106. Letter From Secretary of Agriculture Freeman to the Under Secretary of State (Bowles)0

Dear Chet: Pursuant to our conversation of yesterday morning at the Cabinet meeting,1 the enclosed are forwarded for your perusal as you review the whole matter of the new economic aid agency this weekend.2 I believe they are self-explanatory.

Two points really are made. First, that food and agriculture are fundamental to any economic aid program for any developing country. This includes the food, as such, as an element of nutrition and capital investment, and also the matter of technical agricultural development and assistance. Second, the whole matter of how an aid agency should operate is vital we think, and the report of the Labouisse Committee, in my judgment, is very seriously lacking in a number of respects.3 I believe it very important that responsibility be centralized but that operations be specifically delegated to operating agencies. On the surface, these may seem like conflicting principles, but in practice they need not be, and if a program is properly administered it can combine the centralization of responsibility necessary to resolve operating conflicts in the field with the effective operation that will flow from getting the best personnel, together with the resources of the operating department, behind a specific program which has been delegated to that operating department.
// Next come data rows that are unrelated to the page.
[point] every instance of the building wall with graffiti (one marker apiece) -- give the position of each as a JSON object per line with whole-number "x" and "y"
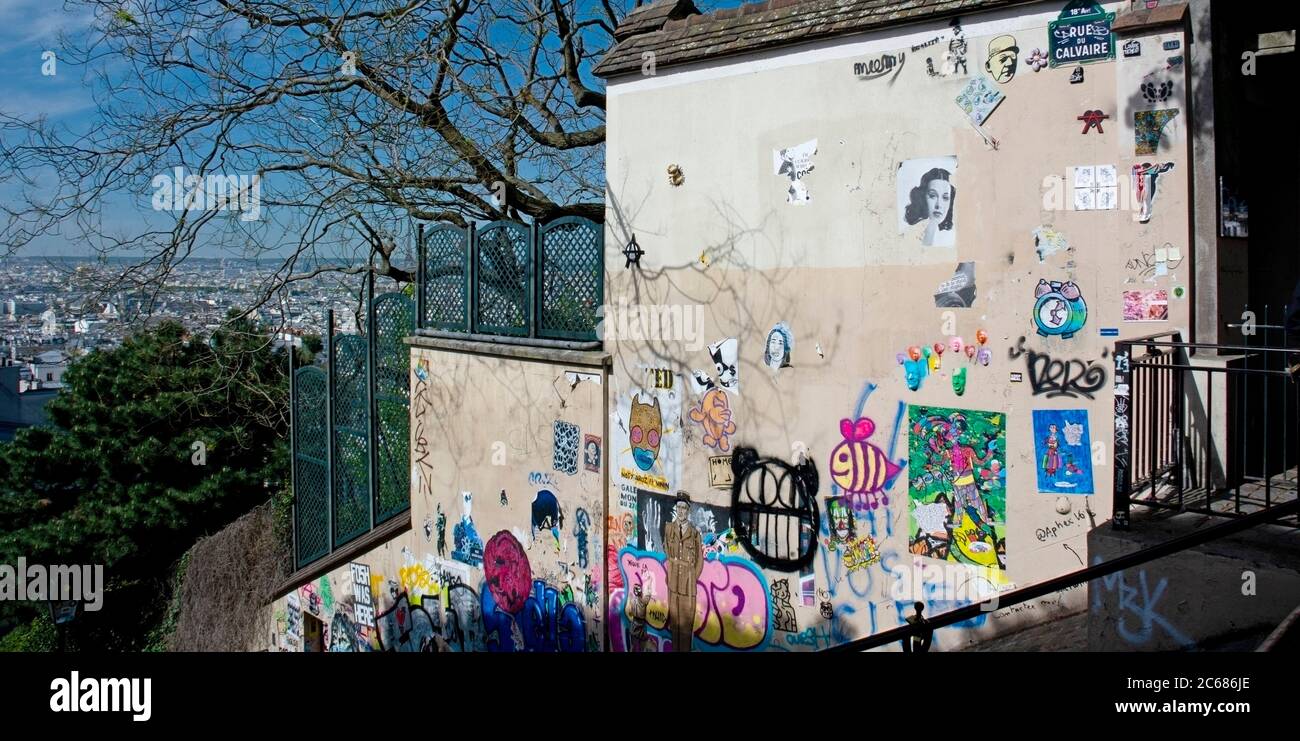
{"x": 874, "y": 391}
{"x": 507, "y": 519}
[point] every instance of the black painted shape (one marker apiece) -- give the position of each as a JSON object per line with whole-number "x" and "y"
{"x": 780, "y": 493}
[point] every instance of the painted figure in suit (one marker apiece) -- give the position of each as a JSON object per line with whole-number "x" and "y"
{"x": 683, "y": 546}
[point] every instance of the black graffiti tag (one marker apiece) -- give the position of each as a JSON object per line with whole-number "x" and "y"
{"x": 1060, "y": 377}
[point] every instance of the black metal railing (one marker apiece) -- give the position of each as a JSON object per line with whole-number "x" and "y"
{"x": 350, "y": 430}
{"x": 512, "y": 280}
{"x": 1204, "y": 428}
{"x": 921, "y": 629}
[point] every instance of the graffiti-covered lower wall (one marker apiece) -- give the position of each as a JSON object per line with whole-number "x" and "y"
{"x": 867, "y": 325}
{"x": 507, "y": 515}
A third phase of all of this, of course, is the paramilitary and developing extra government organizations, to wit: cooperatives, trade unions, etc. Here I think we again find our greatest opportunity in agriculture and through cooperatives, and it’s an area in which I have special interest, having spent a bit of time in some of these nations during World War II.
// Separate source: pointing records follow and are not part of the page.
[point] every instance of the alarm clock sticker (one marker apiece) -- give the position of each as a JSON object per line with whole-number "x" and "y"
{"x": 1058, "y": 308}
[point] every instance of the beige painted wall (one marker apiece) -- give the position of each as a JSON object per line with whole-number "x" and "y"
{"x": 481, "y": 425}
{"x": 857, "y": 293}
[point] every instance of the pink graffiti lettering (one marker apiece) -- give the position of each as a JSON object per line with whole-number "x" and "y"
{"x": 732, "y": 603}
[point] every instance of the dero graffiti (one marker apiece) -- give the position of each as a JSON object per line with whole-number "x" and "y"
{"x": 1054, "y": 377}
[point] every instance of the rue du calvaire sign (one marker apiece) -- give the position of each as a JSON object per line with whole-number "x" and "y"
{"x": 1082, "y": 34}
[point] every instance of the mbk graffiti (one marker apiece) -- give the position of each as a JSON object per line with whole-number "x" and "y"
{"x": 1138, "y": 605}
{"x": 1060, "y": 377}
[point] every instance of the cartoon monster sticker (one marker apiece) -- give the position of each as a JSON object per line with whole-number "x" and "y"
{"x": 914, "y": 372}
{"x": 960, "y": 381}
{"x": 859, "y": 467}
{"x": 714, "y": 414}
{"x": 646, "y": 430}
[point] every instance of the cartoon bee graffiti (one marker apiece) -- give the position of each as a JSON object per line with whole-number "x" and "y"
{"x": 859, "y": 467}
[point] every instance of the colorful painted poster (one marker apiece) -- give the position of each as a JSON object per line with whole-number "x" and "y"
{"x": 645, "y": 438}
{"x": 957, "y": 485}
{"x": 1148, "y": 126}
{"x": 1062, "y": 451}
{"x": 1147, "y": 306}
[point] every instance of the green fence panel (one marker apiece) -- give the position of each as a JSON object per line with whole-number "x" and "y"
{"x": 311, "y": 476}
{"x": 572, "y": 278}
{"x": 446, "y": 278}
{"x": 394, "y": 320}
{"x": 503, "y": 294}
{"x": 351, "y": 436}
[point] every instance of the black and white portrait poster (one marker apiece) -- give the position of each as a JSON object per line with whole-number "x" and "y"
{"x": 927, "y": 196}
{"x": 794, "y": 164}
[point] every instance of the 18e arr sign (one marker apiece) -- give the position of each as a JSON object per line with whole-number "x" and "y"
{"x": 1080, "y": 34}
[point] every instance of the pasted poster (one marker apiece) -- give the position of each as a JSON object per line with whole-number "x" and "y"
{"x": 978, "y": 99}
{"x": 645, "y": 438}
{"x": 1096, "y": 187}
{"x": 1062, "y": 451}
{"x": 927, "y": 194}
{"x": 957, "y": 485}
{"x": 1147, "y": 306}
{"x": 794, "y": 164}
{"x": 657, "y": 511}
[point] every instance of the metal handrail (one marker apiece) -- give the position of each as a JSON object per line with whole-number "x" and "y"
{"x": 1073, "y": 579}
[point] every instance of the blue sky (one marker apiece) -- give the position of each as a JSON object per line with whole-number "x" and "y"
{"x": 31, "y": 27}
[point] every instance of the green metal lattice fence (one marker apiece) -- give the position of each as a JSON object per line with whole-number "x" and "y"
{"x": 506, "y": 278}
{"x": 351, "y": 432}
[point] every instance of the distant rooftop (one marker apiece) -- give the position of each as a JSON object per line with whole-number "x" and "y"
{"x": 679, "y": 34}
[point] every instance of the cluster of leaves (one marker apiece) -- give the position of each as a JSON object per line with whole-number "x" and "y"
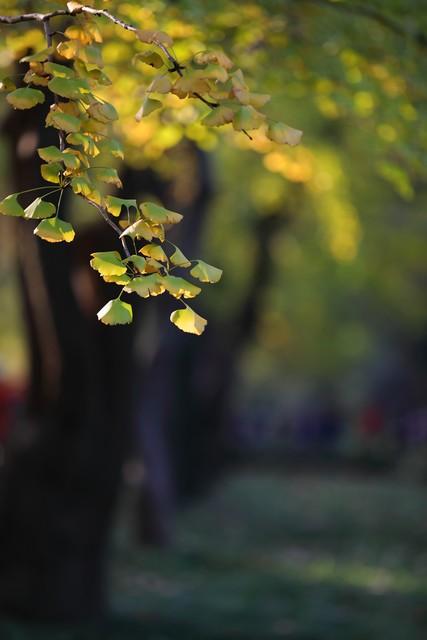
{"x": 71, "y": 69}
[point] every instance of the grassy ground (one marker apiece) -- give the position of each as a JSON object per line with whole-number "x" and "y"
{"x": 268, "y": 556}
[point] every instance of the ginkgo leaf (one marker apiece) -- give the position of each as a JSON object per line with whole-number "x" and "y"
{"x": 159, "y": 215}
{"x": 51, "y": 172}
{"x": 148, "y": 106}
{"x": 206, "y": 272}
{"x": 247, "y": 118}
{"x": 151, "y": 58}
{"x": 219, "y": 117}
{"x": 160, "y": 84}
{"x": 189, "y": 321}
{"x": 55, "y": 230}
{"x": 63, "y": 121}
{"x": 108, "y": 263}
{"x": 139, "y": 229}
{"x": 70, "y": 88}
{"x": 7, "y": 84}
{"x": 114, "y": 205}
{"x": 281, "y": 133}
{"x": 59, "y": 70}
{"x": 138, "y": 262}
{"x": 84, "y": 140}
{"x": 154, "y": 251}
{"x": 11, "y": 207}
{"x": 179, "y": 259}
{"x": 81, "y": 185}
{"x": 149, "y": 36}
{"x": 116, "y": 312}
{"x": 108, "y": 175}
{"x": 50, "y": 154}
{"x": 40, "y": 209}
{"x": 179, "y": 287}
{"x": 146, "y": 286}
{"x": 25, "y": 98}
{"x": 103, "y": 111}
{"x": 40, "y": 56}
{"x": 114, "y": 147}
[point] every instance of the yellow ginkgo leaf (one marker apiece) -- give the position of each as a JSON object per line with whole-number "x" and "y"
{"x": 189, "y": 321}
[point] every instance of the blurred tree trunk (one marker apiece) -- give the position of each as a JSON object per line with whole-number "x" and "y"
{"x": 60, "y": 481}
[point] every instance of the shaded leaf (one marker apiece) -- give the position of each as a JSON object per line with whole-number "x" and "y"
{"x": 25, "y": 98}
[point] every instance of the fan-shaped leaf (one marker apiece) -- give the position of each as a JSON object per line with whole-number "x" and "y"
{"x": 189, "y": 321}
{"x": 55, "y": 230}
{"x": 116, "y": 312}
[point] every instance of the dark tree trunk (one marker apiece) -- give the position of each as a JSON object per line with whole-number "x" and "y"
{"x": 60, "y": 480}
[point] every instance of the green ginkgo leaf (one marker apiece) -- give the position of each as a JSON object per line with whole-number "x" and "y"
{"x": 138, "y": 262}
{"x": 179, "y": 259}
{"x": 159, "y": 215}
{"x": 58, "y": 70}
{"x": 114, "y": 205}
{"x": 11, "y": 207}
{"x": 25, "y": 98}
{"x": 154, "y": 251}
{"x": 63, "y": 121}
{"x": 108, "y": 263}
{"x": 139, "y": 229}
{"x": 189, "y": 321}
{"x": 40, "y": 56}
{"x": 116, "y": 312}
{"x": 180, "y": 288}
{"x": 69, "y": 87}
{"x": 55, "y": 230}
{"x": 51, "y": 172}
{"x": 145, "y": 286}
{"x": 39, "y": 209}
{"x": 206, "y": 272}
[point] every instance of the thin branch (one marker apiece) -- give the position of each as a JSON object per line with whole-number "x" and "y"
{"x": 103, "y": 212}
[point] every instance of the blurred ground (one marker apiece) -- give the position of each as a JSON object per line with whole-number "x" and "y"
{"x": 301, "y": 556}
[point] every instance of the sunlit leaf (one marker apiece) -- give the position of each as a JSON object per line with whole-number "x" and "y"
{"x": 55, "y": 230}
{"x": 159, "y": 215}
{"x": 108, "y": 263}
{"x": 206, "y": 272}
{"x": 145, "y": 286}
{"x": 179, "y": 259}
{"x": 114, "y": 205}
{"x": 189, "y": 321}
{"x": 179, "y": 287}
{"x": 51, "y": 172}
{"x": 25, "y": 98}
{"x": 40, "y": 209}
{"x": 154, "y": 251}
{"x": 11, "y": 207}
{"x": 116, "y": 312}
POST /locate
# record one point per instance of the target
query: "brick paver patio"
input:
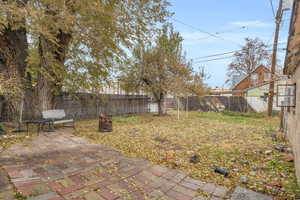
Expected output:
(57, 166)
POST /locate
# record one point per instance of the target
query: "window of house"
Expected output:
(267, 76)
(286, 95)
(254, 78)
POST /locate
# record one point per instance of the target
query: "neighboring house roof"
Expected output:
(292, 59)
(250, 88)
(266, 83)
(255, 70)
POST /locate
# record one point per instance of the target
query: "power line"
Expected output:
(272, 7)
(219, 54)
(203, 31)
(230, 52)
(200, 61)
All in all, I’m deeply concerned about this and I desperately hope that no final decision is made until it has been carefully reviewed for a mistake with the resulting conflicting jurisdictions, and competition between agencies I think will be very serious. Our resources are limited and we ought to use them to the best advantage and move in close coordination [Page 239] and harmony in the same direction. Anyway, do look this over, and I hope you will give me a ring sometime early next week.

Sincerely yours,

Orville
  1. Source: Washington National Records Center, RG 286, AID Administrator Files: FRC 65 A 481, Agriculture, FY 1962. No classification marking.
  2. No record of this conversation has been found.
  3. The enclosures are not attached nor further identified, but Bowles in his reply (Document 110) identified one as a May 5 memorandum from Freeman to the President. For text, see the Supplement.
  4. Regarding the Labouisse report, see Document 103.